Devido ao distanciamento social que mantém muitos em casa, vivenciamos também, grandes mudanças nas tendências comportamentais. Os consumidores retornaram para os canais de TV aberta e a cabo, assim como para outras mídias premium, em busca de informações confiáveis. Procuram, também, mais escapismo e entretenimento — baixam aplicativos de jogos, passam ainda mais tempo nas mídias sociais e fazem mais streaming de filmes e de programações com enredo.

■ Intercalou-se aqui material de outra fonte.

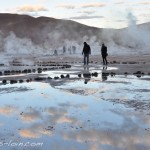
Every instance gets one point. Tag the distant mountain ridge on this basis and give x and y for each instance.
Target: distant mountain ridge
(26, 33)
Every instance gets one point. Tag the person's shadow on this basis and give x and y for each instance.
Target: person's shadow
(86, 74)
(104, 74)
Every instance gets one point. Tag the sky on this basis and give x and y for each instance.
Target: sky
(97, 13)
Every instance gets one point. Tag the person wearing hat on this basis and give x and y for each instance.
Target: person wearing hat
(86, 51)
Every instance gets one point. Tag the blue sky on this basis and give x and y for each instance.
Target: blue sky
(98, 13)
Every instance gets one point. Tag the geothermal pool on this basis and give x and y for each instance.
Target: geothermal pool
(76, 113)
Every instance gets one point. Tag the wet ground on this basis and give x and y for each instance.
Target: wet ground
(86, 110)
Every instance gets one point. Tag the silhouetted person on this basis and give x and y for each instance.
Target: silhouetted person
(86, 51)
(86, 75)
(104, 74)
(64, 49)
(55, 52)
(104, 54)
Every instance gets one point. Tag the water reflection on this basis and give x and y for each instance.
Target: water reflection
(99, 115)
(86, 74)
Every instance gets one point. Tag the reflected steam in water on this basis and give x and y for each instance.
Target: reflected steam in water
(90, 110)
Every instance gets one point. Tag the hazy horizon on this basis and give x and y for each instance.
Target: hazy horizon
(98, 13)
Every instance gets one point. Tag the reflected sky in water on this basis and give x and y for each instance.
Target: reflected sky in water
(108, 113)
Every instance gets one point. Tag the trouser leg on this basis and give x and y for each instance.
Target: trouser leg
(87, 59)
(84, 59)
(103, 61)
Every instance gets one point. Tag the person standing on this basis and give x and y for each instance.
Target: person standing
(86, 51)
(104, 54)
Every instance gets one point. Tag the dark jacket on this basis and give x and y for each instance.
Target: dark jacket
(104, 51)
(86, 49)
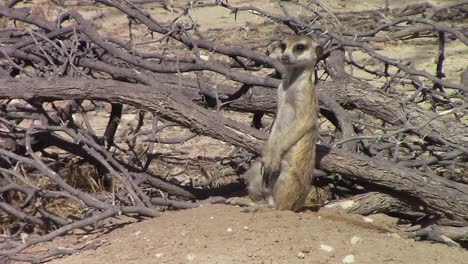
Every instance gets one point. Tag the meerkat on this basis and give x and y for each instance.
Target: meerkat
(283, 177)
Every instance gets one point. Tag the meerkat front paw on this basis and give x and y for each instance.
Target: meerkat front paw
(270, 169)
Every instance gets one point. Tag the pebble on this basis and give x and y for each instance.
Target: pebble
(300, 255)
(190, 257)
(326, 248)
(355, 240)
(349, 259)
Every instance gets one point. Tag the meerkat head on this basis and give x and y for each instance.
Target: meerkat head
(298, 52)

Entre trabalhar remotamente e fazer academia ao vivo por streaming, assistir a palestras da faculdade e participar de compromissos sociais, testamos a banda da internet de casa em um mundo basicamente pré 5-G.

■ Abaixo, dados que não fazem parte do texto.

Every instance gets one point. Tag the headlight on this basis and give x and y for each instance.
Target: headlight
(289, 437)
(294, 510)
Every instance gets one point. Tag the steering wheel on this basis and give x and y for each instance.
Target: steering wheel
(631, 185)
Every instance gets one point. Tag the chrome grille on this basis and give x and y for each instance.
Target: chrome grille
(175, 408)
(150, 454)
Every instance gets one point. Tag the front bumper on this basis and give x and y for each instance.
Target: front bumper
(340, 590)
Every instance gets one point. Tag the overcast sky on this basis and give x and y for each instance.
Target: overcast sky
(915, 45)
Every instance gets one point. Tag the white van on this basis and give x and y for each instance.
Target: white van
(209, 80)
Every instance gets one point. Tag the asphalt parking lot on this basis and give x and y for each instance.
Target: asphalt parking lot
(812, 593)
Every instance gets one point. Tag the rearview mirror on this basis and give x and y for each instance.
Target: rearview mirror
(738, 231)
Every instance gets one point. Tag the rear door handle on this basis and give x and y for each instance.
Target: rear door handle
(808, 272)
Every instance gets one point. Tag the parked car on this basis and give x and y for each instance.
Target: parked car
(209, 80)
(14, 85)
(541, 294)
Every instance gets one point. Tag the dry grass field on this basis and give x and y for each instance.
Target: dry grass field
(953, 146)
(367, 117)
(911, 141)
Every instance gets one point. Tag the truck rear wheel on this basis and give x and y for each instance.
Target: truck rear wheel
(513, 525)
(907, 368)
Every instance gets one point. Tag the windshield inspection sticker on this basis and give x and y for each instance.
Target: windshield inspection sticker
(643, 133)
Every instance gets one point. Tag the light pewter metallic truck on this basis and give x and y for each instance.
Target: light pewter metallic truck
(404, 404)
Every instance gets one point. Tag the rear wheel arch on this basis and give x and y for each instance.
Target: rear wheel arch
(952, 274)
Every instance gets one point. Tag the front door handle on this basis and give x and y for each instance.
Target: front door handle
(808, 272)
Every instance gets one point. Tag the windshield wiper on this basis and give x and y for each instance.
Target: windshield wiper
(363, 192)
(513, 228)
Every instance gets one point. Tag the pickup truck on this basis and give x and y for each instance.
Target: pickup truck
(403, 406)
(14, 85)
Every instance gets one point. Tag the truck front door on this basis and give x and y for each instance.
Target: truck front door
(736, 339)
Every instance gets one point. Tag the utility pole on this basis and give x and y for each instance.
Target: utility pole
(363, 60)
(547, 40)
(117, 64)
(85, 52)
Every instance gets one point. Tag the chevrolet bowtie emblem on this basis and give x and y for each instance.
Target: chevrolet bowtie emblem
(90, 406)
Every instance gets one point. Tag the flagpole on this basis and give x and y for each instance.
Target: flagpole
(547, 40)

Enquanto isso, a necessidade de bens físicos faz pressão nos novos canais de distribuição, com a demanda no e-commerce chegando a níveis jamais vistos. Para aqueles que se arriscam a sair, as lojas de mantimentos e de conveniência são onde encontramos o que é essencial, mas o fornecimento é sempre irregular. Preocupações com a saúde e segurança fazem com que consumidores busquem formas de pagamento que não envolvam contato físico, como por exemplo, o uso de smartphones ou canetas apropriadas nos caixas, para evitar tocar uma superfície.

Alguns destes comportamentos podem ser temporários, mas muitos poderão ficar para sempre. À medida que as pessoas transpõem o atual “modo de sobrevivência”, é improvável que a dinâmica por trás da adoção da experiência digital seja revertida, pois as pessoas são forçadas pelas circunstâncias a testar coisas novas. Com tantas coisas mudando tão rapidamente neste momento difícil, o que as marcas podem fazer para ajudar e aumentar sua base de consumidores, diminuir riscos e cuidar de seus funcionários?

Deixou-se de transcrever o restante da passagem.